Catania: “Le Iene? Vicenda diffamatoria contro di me”

Commenti

    A quando una costituzione di parte dei cittadini contro questa amministrazione incapace di gestire gravi situazioni ???????? (Rotoli, non se ne parla neanche più, ponte Corleone, strade e marciapiedi distrutti, mancanza assoluta di controlli, ecc)

    Già, infatti, ci sarebbe da pensare! In ogni caso, questi “amministratori” lasceranno a chi verrà dopo una città che non funziona sotto ogni ambito!

    Una storia comunque squallida e penosa di cui si saprà con chiarezza

    A Palermo non si può camminare neanche a piedi ! E non si può neanche morire ! Vergognatevi !

    Assessore non se la prenda, pensi che in Toscana ed Umbria il valore degli immobili cresce notevolmente se gli stessi si trovano in prossimità di antichi ruderi, anzi ci sono persone disposte a pagare tantissimo pur di acquistarli…..

    Qualche giorno presento una denunzia contro il comune per “attentato alla circolazione “ . I marciapiedi sono IMPRATICABILI. Vergognatevi

    Palermo ormai sembra Beirut nei “momenti migliori” !! Che vergogna, come l’hanno ridotta!
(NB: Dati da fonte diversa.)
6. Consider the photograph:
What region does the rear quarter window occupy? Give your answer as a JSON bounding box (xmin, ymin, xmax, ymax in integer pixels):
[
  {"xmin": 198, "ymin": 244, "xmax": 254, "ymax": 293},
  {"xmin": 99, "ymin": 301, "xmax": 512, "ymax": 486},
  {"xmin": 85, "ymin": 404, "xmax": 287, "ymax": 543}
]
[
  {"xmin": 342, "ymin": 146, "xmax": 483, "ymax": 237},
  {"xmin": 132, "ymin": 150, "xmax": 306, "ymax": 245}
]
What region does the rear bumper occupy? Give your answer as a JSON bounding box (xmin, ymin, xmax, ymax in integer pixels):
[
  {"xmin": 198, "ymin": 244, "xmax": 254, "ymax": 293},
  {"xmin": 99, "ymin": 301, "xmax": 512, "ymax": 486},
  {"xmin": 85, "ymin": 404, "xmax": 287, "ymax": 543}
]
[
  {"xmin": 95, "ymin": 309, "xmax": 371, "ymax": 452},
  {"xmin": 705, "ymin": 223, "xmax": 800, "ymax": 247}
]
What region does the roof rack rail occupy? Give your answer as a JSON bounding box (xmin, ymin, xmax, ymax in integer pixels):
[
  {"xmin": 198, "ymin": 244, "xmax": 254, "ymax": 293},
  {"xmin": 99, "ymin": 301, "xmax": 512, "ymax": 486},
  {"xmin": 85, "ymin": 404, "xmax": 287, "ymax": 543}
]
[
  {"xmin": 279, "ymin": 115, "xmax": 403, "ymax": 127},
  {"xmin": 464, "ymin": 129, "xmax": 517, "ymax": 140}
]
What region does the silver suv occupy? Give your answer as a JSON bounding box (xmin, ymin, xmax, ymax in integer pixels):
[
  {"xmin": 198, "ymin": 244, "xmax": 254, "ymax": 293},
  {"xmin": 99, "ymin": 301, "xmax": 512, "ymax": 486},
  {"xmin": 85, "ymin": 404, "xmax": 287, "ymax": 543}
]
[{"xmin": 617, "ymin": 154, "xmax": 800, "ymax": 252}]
    Anche i marciapiedi colabrodo sono una fakenews allo scopo di denigrarla?

    Non deve succedere a nessuno. Indipendentemente dall’appartenenza politica.

    Non deve succedere a nessuno. Indipendentemente dal colore politico.

    ma quale reputazione,quella di avere distrutto la citta’assieme al sinnaco ollando

    quindi dobbiamo credere a te????sign…..giusto catania???ormai ti conosciamo bene insieme all’amico orlando.

    è un bravissimo assessore all’ immobilità…..

    E’ un personaggio che ha fatto della ” politichese ” un mestiere non potendo avere altre possibilità ha preferito volare basso facendo peraltro danni alla comunità…. così come i tanti…

    bella reputazione ha questo signore che con suo compare ollando ha massacrato la citta’

    Il Sindaco, la Giunta e tutto il Consglio comunale di Palermo dovrebbero andare in un’aula di Tribunale accusati di avere distrutto una città.